Por Ramon Carlos*
Estava em apuros. Por onde olhava via formigas, elas caminhavam por toda quitinete, e o pior, eram todas iguais, portanto tinha que odiá-las igualmente, se matasse uma, teria que matar todas, nada de privilégios. Um grande grupo circulava por cima da pia da cozinha, esperavam a “casca” do pedaço de salame diário ser jogada lá, para adiante carregarem com dificuldade, pra onde não sei, mas levavam. Já o grupo que cuidava do chão da cozinha esperava farelos, de qualquer coisa. Elas me conheciam a esse ponto. Sabiam tanto sobre mim que jamais arriscavam entrar no banheiro. Grande erro, pois era lá que traçava o plano de exterminá-las. Primeiramente, pra ter certeza que meu cativeiro estaria longe de espiãs, comia uma fatia de pão com salame, interpretando uma farta refeição na mesa, sem vestígios de genocídio próximo. Quando a “casca” em cima da pia movia-se discretamente, “sem querer” empurrava farelos de pão da mesa pro chão. Então, seguindo com o teatro abria a porta da geladeira e tomava um copo de água, com os olhos fixos nos farelos, que logo se moviam discretamente também. Só nesse momento entrava no banheiro e sentava no vaso. Era difícil ter uma contagem exata, por isso fixei o número em um bilhão de formigas, todas com o mesmo tamanho 8 milímetros, nascidas no mesmo dia. Criei três perfis:
Formigas da pia: astutas, persistentes, pacientes, famintas e organizadas. Nunca andam sozinhas, estão sempre acompanhadas de duas ou mais amigas. Sua comida predileta é “casca” de salame. Detestam fumaça de cigarro, bagaço de limão e respingos d’água da torneira. Velocidade máxima 10 quilômetros por hora e mínima 2 quilômetros por hora.

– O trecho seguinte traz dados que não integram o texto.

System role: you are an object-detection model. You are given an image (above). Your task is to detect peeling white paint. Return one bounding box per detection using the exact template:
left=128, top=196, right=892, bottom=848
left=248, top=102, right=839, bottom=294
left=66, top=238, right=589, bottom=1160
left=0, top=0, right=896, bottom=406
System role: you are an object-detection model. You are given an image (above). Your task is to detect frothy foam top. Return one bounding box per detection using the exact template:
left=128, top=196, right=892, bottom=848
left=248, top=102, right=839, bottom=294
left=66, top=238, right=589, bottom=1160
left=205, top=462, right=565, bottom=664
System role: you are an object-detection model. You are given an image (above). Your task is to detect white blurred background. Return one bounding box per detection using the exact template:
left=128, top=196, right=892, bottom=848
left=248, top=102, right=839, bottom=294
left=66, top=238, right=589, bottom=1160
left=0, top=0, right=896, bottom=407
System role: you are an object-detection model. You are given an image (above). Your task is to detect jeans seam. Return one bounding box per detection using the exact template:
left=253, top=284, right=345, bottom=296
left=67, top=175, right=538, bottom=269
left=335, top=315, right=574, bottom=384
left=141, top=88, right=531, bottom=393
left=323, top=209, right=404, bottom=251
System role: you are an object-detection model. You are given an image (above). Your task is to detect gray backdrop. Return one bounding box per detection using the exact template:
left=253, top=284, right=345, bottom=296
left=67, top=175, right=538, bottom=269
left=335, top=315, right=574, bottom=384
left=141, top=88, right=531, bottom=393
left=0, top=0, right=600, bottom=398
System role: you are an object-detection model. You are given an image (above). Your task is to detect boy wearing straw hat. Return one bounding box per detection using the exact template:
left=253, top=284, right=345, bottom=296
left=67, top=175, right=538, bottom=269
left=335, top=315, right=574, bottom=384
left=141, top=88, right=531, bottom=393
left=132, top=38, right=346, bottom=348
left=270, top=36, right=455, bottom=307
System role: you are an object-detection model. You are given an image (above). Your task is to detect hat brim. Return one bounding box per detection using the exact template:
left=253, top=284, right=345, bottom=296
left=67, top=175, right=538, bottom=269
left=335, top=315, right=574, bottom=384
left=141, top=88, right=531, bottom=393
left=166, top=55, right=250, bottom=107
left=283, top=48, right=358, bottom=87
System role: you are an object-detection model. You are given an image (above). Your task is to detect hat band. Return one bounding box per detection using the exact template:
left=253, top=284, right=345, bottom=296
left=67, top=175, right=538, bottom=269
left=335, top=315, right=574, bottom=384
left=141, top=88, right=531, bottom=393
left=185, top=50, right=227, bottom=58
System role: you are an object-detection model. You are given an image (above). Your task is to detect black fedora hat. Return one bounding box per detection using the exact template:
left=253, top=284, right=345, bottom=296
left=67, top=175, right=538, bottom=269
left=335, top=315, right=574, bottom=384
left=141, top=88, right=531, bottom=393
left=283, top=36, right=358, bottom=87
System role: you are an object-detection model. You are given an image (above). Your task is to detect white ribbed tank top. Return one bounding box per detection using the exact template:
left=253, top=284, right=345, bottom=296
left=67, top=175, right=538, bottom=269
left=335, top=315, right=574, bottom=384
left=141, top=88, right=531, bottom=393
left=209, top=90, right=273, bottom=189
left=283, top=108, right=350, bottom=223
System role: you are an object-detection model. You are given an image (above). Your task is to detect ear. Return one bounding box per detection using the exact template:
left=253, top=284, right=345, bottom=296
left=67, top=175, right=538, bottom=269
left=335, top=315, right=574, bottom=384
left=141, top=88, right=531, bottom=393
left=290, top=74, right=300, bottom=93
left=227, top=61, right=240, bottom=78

Formigas do chão da cozinha: egoístas, desorganizadas, prepotentes e desequilibradas. Não gostam de companhia, carregam seu próprio pedaço de pão e se for preciso morrem por ele. Além de farelos, demonstram interesse em açúcar, gotas de suco de limão e raras se arriscam na cerveja preta. Abominam chulé e gordura. Velocidade máxima 9 quilômetros por hora e mínima 3 quilômetros por hora.
Formigas do quarto: alegres, receptivas e sonhadoras. Geralmente nem sabem onde estão, nem com quem, mas isso nunca parece ser problema. Sem preocupações na vida, comem o que aparece, desde insetos mortos até migalhas de bolacha recheada. Se coçam por uma cervejinha e cinzas de cigarros. Ainda não descobri o que execram. Velocidade máxima 10 quilômetros por hora sem beber, e mínima 4 quilômetros por hora sem beber. Ponto relevante: quando bebem muito, permanecem no mesmo lugar por horas.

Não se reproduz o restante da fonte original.